How!???? it`s the same D cells and bulb! :duh2:

#### thermal guy

##### Flashaholic
Efficiency of the bulb at that lower level might just be more "better " then you think?

#### xxo

##### Flashlight Enthusiast
You need to measure the current draw to see what is going on. Even with NiMH's incan bulb's output drops off quickly with even small fading of Voltage (most incan's don't have drivers to adjust themselves). Test both lights current every hour or half hour and see how much they are actually drawing throughout their runs.

##### Flashlight Enthusiast
LED efficiency goes down as current increases. Depending on the type and manufacturer of the LED, that logarithmic scale can differ but are generally the same. So it's very possible that the lamp you're using requires 4x the amount of current just to produce twice the lumens.

You also mention "twice the brightness". Is that what you're perceiving or is that what the manufacturer of the lamp says? If it's perception then you have to factor in that your eyes also don't scale linearly either.

#### thermal guy

##### Flashaholic
Lots of maths. Lots of maths😁😁😁

#### Katherine Alicia

##### Enlightened
You also mention "twice the brightness". Is that what you're perceiving or is that what the manufacturer of the lamp says? If it's perception then you have to factor in that your eyes also don't scale linearly either.

Twice the brightness based on the fact that it`s twice the wattage, I have no objective way of testing brightness yet though, just that it`s Brighter on 6 Volts than on 3 Volts.

#### wrf

##### Newly Enlightened
in simple case, half the voltage results also in half the amperage
so
(3v x .5A=1.5W)
would actually be closer to
(3v x .25A=0.75W)

#### archimedes

##### Flashaholic
None of the functions you reference are truly linear, and how accurately are you monitoring each of the variables (volts, amps, lumens, etc) throughout the entire run ?

Alkaline cells will sag significantly, and that will not be consistent under different loads. That's just for starters.

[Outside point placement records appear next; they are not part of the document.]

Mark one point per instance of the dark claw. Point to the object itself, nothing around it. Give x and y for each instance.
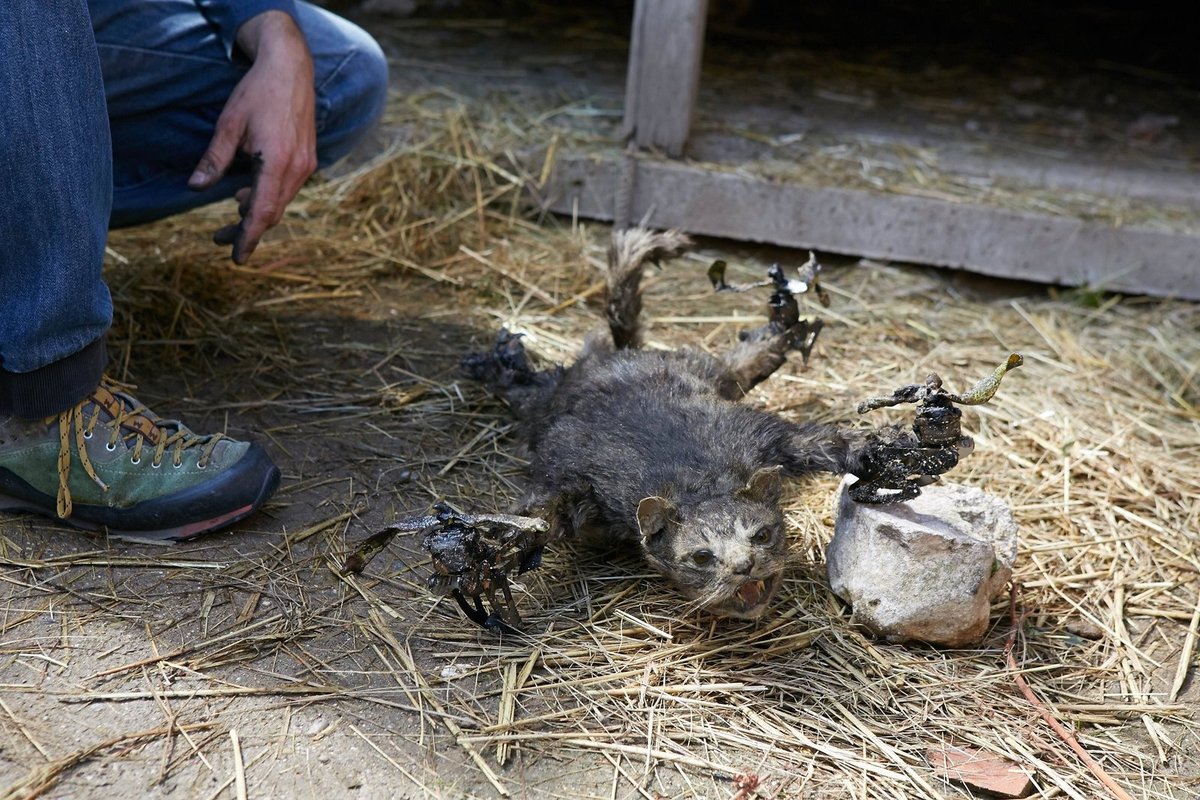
(895, 464)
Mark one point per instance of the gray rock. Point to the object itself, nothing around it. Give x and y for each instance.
(925, 570)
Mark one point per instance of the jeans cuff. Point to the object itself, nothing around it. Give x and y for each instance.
(54, 388)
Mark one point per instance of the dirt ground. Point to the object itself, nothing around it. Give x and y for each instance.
(245, 665)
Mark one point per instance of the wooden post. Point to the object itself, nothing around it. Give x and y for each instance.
(664, 72)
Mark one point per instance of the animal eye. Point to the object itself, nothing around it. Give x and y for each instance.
(762, 536)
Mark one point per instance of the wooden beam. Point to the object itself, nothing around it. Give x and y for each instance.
(664, 72)
(984, 239)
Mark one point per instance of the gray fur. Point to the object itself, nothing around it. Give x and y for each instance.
(648, 447)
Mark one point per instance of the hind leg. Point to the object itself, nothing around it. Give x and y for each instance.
(505, 370)
(628, 254)
(762, 350)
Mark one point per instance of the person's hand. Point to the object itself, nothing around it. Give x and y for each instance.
(270, 116)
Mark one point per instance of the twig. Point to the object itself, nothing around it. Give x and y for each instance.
(1057, 727)
(1189, 644)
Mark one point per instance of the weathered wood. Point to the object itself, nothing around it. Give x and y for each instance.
(664, 72)
(989, 240)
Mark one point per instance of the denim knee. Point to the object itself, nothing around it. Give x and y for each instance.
(352, 97)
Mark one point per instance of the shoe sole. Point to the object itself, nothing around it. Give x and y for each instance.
(103, 518)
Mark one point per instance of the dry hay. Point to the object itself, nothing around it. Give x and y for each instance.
(1096, 443)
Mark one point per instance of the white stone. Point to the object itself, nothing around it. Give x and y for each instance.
(925, 570)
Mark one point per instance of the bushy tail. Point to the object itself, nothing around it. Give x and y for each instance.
(628, 253)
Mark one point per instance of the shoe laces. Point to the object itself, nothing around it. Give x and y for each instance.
(129, 420)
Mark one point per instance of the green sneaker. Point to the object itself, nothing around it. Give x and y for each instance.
(112, 463)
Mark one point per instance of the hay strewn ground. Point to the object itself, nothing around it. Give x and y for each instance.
(244, 666)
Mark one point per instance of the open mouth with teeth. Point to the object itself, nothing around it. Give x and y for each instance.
(750, 599)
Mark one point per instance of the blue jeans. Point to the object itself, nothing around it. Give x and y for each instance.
(103, 116)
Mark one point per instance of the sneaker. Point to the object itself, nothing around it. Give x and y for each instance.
(112, 463)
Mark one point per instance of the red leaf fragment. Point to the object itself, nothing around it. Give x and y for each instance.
(981, 770)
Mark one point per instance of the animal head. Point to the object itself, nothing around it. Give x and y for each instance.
(727, 552)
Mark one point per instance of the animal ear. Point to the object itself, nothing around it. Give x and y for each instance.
(653, 516)
(765, 486)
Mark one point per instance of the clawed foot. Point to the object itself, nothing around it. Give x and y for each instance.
(474, 557)
(897, 463)
(505, 365)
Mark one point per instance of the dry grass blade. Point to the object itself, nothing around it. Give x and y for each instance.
(341, 347)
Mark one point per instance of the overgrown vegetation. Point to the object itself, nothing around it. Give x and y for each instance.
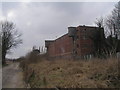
(94, 73)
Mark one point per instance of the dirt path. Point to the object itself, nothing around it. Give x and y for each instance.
(12, 76)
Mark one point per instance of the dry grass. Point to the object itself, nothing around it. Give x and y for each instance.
(94, 73)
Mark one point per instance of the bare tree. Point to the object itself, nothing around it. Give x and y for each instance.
(10, 38)
(113, 29)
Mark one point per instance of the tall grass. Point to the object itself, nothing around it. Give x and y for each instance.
(95, 73)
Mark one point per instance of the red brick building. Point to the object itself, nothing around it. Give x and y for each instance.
(77, 43)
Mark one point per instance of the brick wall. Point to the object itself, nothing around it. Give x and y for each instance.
(63, 46)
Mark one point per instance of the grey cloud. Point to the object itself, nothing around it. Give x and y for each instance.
(40, 21)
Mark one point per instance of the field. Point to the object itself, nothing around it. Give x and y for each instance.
(94, 73)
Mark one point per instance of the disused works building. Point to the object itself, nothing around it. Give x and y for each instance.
(77, 43)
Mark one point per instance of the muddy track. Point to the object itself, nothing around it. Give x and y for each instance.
(12, 76)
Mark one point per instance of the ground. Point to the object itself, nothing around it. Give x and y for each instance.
(12, 76)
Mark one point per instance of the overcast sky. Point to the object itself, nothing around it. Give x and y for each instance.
(38, 21)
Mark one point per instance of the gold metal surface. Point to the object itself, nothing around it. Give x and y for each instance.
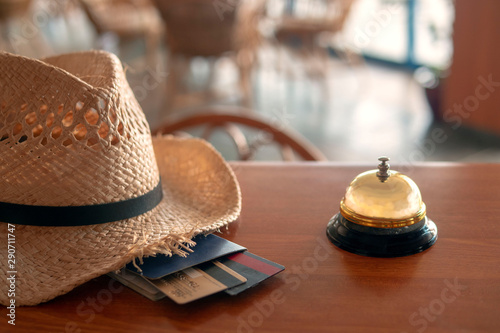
(380, 222)
(392, 202)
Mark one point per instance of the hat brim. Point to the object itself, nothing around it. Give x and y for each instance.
(201, 194)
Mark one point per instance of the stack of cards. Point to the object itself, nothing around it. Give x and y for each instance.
(215, 265)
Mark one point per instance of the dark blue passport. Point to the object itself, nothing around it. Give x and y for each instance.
(207, 248)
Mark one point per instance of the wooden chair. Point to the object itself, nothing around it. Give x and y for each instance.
(127, 19)
(196, 28)
(235, 122)
(13, 36)
(303, 23)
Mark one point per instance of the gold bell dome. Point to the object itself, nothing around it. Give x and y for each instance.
(383, 199)
(382, 215)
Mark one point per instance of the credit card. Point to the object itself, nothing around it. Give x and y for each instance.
(254, 268)
(207, 248)
(197, 282)
(138, 284)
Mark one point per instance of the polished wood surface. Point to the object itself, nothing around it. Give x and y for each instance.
(452, 287)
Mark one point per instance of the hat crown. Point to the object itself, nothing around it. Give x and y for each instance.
(71, 132)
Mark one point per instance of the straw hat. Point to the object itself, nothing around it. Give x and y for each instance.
(80, 177)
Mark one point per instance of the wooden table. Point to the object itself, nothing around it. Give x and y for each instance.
(452, 287)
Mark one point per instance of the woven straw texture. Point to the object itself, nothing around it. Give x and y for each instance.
(72, 133)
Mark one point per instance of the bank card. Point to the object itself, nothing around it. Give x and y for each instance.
(254, 268)
(197, 282)
(138, 284)
(207, 248)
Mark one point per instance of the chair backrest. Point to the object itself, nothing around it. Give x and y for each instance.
(235, 122)
(196, 28)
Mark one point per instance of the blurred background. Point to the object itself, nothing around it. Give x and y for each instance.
(342, 80)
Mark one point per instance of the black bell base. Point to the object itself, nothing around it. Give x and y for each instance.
(377, 242)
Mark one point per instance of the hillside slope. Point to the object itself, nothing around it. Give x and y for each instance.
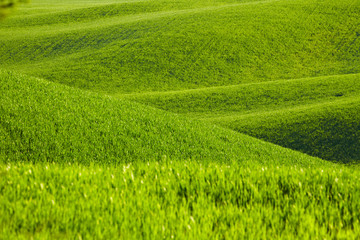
(157, 46)
(42, 121)
(318, 116)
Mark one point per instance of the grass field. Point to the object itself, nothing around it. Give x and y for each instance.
(210, 119)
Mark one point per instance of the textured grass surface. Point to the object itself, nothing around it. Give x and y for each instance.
(80, 164)
(42, 121)
(166, 46)
(178, 200)
(318, 116)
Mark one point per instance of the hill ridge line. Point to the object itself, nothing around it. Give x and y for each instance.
(228, 86)
(104, 23)
(331, 102)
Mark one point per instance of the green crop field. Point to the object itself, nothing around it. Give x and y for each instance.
(187, 119)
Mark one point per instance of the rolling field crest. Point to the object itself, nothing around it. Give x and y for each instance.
(187, 119)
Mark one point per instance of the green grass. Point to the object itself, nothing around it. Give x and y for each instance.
(147, 140)
(46, 122)
(184, 47)
(178, 200)
(317, 116)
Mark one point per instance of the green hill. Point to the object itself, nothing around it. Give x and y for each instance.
(157, 46)
(150, 137)
(47, 122)
(318, 116)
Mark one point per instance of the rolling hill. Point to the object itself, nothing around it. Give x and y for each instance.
(139, 119)
(251, 56)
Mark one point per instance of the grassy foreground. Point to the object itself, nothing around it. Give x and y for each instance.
(178, 200)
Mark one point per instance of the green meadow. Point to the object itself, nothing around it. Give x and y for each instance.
(209, 119)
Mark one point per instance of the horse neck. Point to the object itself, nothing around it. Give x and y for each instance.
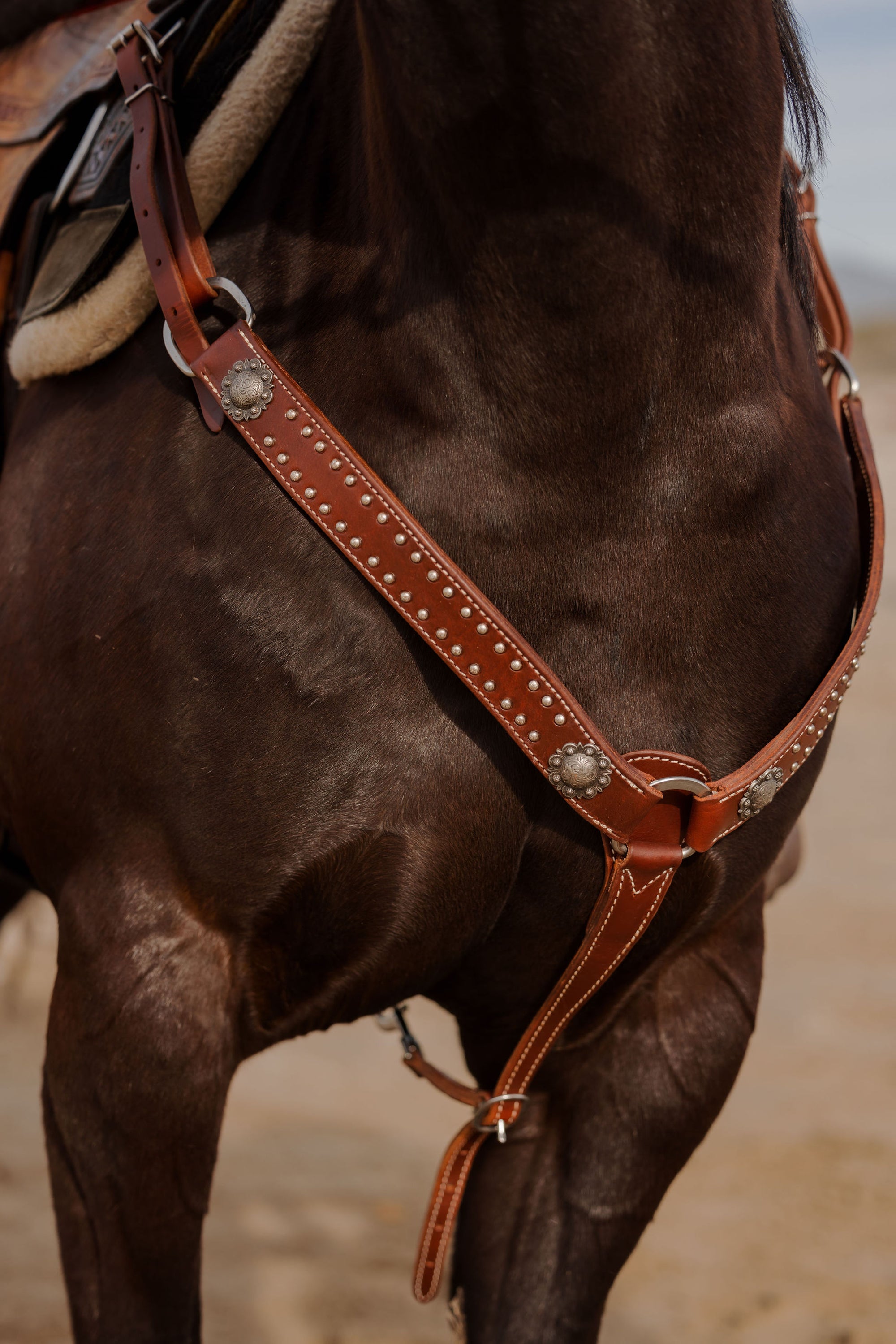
(597, 185)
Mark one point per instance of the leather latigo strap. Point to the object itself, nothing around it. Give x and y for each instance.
(177, 251)
(644, 828)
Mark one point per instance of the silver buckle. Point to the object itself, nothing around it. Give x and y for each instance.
(218, 283)
(139, 30)
(841, 365)
(500, 1127)
(680, 782)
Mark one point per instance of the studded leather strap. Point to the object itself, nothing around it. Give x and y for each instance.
(642, 827)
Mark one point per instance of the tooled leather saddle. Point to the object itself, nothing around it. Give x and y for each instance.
(655, 809)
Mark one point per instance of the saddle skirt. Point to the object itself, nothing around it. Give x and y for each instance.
(88, 287)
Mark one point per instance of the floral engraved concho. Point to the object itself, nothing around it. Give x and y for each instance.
(761, 792)
(246, 389)
(579, 770)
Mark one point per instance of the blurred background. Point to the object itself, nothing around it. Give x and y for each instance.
(782, 1229)
(855, 56)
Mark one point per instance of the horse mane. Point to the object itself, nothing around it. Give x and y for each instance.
(806, 124)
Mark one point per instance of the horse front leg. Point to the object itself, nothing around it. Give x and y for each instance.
(140, 1054)
(550, 1219)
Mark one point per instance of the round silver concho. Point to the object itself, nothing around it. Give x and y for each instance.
(761, 792)
(246, 389)
(579, 770)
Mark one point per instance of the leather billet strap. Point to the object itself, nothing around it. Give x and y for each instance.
(644, 827)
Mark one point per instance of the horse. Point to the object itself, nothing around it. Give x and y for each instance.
(258, 804)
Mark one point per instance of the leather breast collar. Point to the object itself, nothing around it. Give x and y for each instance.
(652, 808)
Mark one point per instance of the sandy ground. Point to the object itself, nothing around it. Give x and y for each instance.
(782, 1229)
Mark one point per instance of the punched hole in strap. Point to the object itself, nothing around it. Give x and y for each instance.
(220, 284)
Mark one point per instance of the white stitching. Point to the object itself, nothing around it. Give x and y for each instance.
(668, 874)
(468, 597)
(448, 1167)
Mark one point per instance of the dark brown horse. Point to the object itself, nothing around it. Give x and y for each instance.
(257, 801)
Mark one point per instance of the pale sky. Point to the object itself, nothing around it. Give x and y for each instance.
(853, 48)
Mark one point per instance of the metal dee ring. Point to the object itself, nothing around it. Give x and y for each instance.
(683, 784)
(500, 1127)
(218, 283)
(841, 365)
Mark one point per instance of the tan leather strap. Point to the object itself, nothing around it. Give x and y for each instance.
(632, 894)
(347, 501)
(175, 246)
(644, 827)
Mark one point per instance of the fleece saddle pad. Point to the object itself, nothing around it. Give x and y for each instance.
(240, 65)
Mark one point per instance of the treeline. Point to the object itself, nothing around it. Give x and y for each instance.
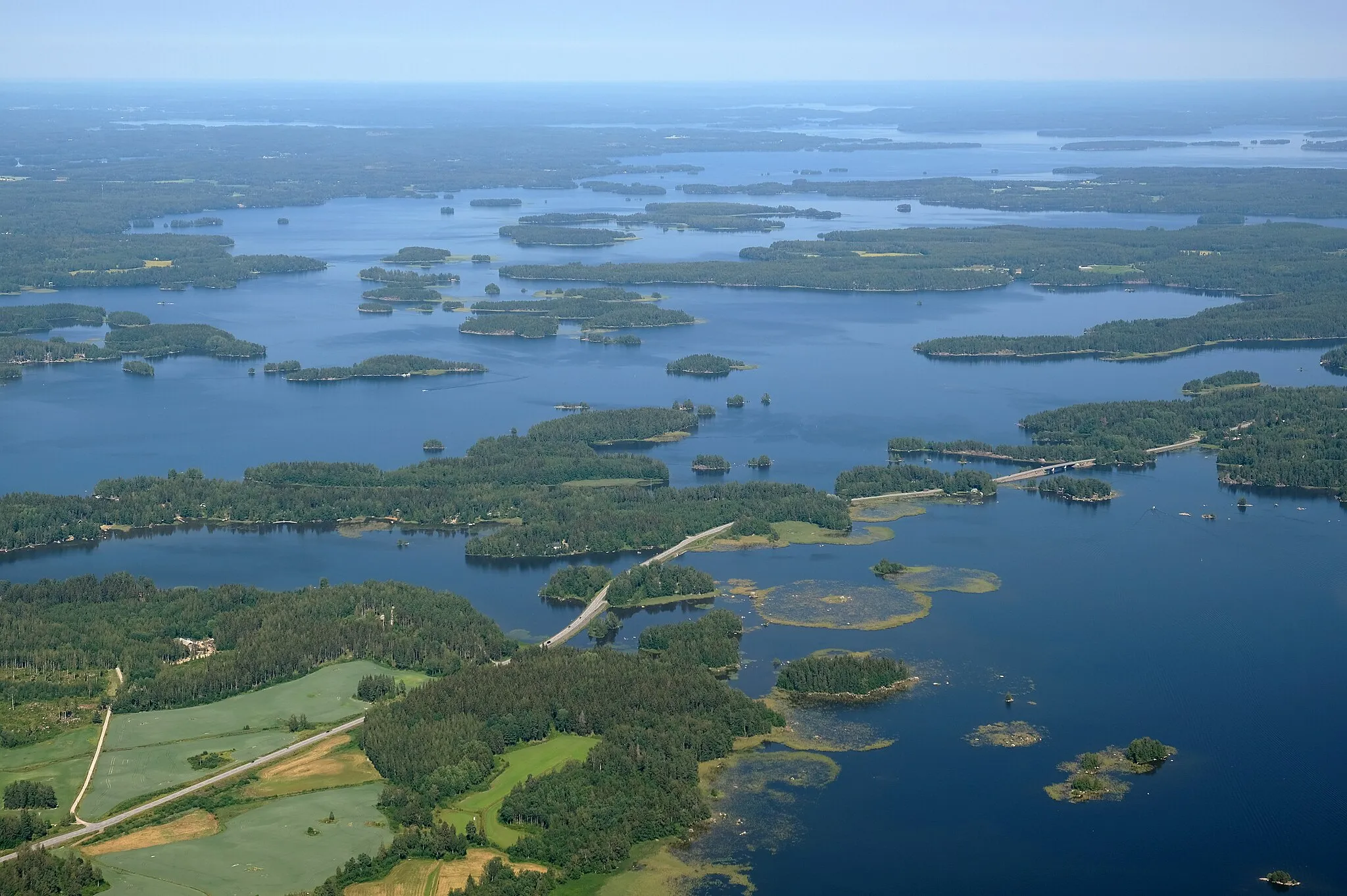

Put more simply ... what and how are you measuring versus what are you calculating ?

Last edited:

#### Katherine Alicia

##### Enlightened
None of the functions you reference are truly linear, and how accurately are you monitoring each of the variables (volts, amps, lumens, etc) throughout the entire run ?

Alkaline cells will sag significantly, and that will not be consistent under different loads. That's just for starters.

Put more simply ... what and how are you measuring versus what are you calculating ?

the only thing measured is the runtime, the rest is worked out from the voltage and mah of the D cell(s) and the rating of the bulb 6v .5A those are the only things I have to play with at the moment.

#### Katherine Alicia

##### Enlightened
in simple case, half the voltage results also in half the amperage
so
(3v x .5A=1.5W)
would actually be closer to
(3v x .25A=0.75W)

Hmmm... now That`s interesting! and may very well explain what`s going on

#### archimedes

##### Flashaholic
So, for the (single) C cell test I linked, @HKJ measured ~ 8.4Wh at 0.1A test current ... but 0.9Wh (!) at 3A

The third graph from the top, I believe, most directly addresses your question here (titled as - discharge, time scale)

Last edited:

#### Katherine Alicia

##### Enlightened
So, for the (single) C cell test I linked, @HKJ measured ~ 8.4Wh at 0.1A test current ... but 0.9Wh (!) at 3A

and couple that with the fact that a bulb isn`t a fixed load and changes it`s resistance as it gets hotter and it really isn`t a simple calculation at all!
I don`t feel so bad now LOL

#### archimedes

##### Flashaholic
Yes, I had left heat aside, but it is also a non-trivial factor.